According to their little phone conversation last night, Kai and Aaron knew everything about each other. But not even that notion could scrape away the thoughts from my mind. Javi, Justin, and all the assholes in between. This wasn’t a game to be played. Aaron couldn’t push me with his stupid competitiveness. All he could do was stir up heartbreaking feelings from the past and douse my hatred for him in gasoline.

June turned to Thalia for a bit of small talk and waved Kai over. Kai broke free and approached them, and the three girls walked to a far corner, drinks in hand. My tense shoulders eased only the slightest bit as I watched them put distance between themselves and the rest of us.

A few minutes later, I dropped my bones into a plastic lawn chair beside Oli, hoping I could at least brood in peace without having to force conversation with the other guests. Every single person at the party was fucking gorgeous.

All of them.

There wasn’t a single one who appeared to neglect their physical health, not a single one who took to hiding in their room instead of going to the gym, or who wore the same few shirts instead of rotating through a real wardrobe. I turned to Oli, who’d hardly worked out a day in his life and wore the same red flannel he wore all throughout college.
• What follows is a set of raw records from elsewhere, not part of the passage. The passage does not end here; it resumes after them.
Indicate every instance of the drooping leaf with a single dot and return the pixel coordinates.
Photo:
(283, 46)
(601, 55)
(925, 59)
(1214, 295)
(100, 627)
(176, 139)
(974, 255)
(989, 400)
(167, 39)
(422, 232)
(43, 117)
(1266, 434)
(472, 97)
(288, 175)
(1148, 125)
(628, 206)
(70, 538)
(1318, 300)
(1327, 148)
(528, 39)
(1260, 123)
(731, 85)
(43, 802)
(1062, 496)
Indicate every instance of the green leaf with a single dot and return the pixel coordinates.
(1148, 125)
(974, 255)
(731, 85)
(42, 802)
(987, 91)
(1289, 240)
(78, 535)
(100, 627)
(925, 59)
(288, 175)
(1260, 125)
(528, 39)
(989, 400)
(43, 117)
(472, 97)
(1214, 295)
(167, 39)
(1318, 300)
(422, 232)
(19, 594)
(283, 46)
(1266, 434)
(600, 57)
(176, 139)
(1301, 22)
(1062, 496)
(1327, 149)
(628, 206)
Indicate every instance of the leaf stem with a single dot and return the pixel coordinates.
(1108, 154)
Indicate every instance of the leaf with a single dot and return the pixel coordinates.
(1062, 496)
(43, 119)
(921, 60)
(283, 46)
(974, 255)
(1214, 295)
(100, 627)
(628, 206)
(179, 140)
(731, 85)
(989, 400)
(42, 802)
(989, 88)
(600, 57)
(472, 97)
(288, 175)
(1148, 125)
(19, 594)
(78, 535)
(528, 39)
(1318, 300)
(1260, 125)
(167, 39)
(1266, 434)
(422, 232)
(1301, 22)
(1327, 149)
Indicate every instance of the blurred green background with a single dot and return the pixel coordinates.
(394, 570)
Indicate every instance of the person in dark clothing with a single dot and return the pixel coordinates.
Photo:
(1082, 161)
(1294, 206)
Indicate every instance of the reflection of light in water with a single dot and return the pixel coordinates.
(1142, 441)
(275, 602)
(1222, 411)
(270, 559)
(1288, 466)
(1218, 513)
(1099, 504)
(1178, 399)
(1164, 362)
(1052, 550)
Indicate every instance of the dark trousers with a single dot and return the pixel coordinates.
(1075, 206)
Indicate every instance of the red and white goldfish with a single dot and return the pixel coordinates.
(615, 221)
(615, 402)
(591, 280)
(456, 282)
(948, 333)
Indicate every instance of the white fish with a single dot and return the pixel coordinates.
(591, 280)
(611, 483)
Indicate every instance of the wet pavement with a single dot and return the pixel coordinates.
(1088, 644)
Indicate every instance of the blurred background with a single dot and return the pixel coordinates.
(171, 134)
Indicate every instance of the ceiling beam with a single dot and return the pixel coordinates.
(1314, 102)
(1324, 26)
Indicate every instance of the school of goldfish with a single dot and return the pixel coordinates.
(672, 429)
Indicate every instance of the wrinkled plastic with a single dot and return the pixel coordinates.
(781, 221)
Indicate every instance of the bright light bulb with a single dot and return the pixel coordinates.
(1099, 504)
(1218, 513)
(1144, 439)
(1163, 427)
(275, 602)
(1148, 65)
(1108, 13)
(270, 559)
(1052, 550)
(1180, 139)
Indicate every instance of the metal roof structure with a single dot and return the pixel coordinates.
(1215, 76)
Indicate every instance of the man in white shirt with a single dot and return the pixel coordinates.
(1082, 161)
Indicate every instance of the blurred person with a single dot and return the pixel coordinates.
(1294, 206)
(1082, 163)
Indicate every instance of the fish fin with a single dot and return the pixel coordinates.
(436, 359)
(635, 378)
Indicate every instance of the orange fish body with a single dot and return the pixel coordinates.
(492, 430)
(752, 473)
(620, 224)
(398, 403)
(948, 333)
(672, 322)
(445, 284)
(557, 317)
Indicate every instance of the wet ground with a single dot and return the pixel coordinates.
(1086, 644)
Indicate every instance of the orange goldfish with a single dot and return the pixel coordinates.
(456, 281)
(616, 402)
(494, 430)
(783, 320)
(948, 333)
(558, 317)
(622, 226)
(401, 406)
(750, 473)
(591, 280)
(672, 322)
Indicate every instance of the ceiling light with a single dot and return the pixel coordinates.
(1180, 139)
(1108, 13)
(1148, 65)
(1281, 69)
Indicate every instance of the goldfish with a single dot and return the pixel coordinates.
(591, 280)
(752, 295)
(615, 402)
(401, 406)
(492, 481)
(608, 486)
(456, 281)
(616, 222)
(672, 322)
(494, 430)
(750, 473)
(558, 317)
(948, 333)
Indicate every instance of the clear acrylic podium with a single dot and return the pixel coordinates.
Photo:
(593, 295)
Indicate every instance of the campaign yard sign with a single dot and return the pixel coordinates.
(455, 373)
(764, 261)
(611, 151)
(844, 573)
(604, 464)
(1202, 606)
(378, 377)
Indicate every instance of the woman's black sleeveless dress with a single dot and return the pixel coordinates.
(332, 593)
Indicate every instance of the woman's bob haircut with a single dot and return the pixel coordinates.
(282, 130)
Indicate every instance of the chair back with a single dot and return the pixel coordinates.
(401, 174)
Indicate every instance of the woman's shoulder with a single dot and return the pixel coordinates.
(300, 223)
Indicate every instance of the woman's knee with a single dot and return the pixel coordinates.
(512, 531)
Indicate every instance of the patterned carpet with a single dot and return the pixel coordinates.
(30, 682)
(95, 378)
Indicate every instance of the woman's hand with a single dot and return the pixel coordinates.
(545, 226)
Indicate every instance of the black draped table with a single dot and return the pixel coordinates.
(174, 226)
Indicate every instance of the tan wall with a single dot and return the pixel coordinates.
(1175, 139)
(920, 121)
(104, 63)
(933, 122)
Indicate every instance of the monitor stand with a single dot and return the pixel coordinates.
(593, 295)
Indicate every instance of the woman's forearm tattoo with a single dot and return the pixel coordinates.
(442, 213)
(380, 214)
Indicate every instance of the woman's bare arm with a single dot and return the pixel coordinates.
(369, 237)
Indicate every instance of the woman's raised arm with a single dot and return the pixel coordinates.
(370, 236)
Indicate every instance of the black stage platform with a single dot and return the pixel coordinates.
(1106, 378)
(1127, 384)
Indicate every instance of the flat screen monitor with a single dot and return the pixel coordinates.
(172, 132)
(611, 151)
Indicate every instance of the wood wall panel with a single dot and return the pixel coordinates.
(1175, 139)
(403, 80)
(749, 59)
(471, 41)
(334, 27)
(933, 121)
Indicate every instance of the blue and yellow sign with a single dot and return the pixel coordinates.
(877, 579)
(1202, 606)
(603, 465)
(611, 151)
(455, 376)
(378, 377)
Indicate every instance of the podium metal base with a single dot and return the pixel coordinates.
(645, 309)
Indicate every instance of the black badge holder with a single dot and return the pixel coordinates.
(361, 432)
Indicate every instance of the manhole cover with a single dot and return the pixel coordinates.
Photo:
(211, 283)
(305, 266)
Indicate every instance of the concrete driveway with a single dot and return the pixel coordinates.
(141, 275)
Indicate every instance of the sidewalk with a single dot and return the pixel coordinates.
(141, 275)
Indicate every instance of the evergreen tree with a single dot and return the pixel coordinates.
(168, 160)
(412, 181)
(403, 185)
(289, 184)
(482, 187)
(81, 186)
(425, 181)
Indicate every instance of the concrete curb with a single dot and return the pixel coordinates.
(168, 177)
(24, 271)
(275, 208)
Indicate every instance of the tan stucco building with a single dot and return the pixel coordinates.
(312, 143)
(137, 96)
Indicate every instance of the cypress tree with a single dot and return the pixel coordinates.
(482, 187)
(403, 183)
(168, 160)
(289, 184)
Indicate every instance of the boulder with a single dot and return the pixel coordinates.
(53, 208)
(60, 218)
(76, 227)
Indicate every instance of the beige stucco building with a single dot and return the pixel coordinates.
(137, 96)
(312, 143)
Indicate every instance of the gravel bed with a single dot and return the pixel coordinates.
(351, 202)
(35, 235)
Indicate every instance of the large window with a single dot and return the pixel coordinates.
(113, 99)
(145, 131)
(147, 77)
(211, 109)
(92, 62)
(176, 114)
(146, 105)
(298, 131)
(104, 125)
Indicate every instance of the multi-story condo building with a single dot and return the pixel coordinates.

For some reason, it didn’t make me feel any better.

My new haircut had been a promise between us. Between Oli and me. More like a celebration. One day, we said years ago, when I was feeling better, I’d mark the new, happy phase of my life with some physical changes to match the mental ones. I’d cut away all the sadness and start fresh.

And I was feeling better.

I made the appointment the day after we went to the nightclub. Something about finally confiding in Kai about everything that had happened with Caroline made me realize how far I’d come, and I wanted to commemorate it with a surprise for my friends. To show them that I was growing.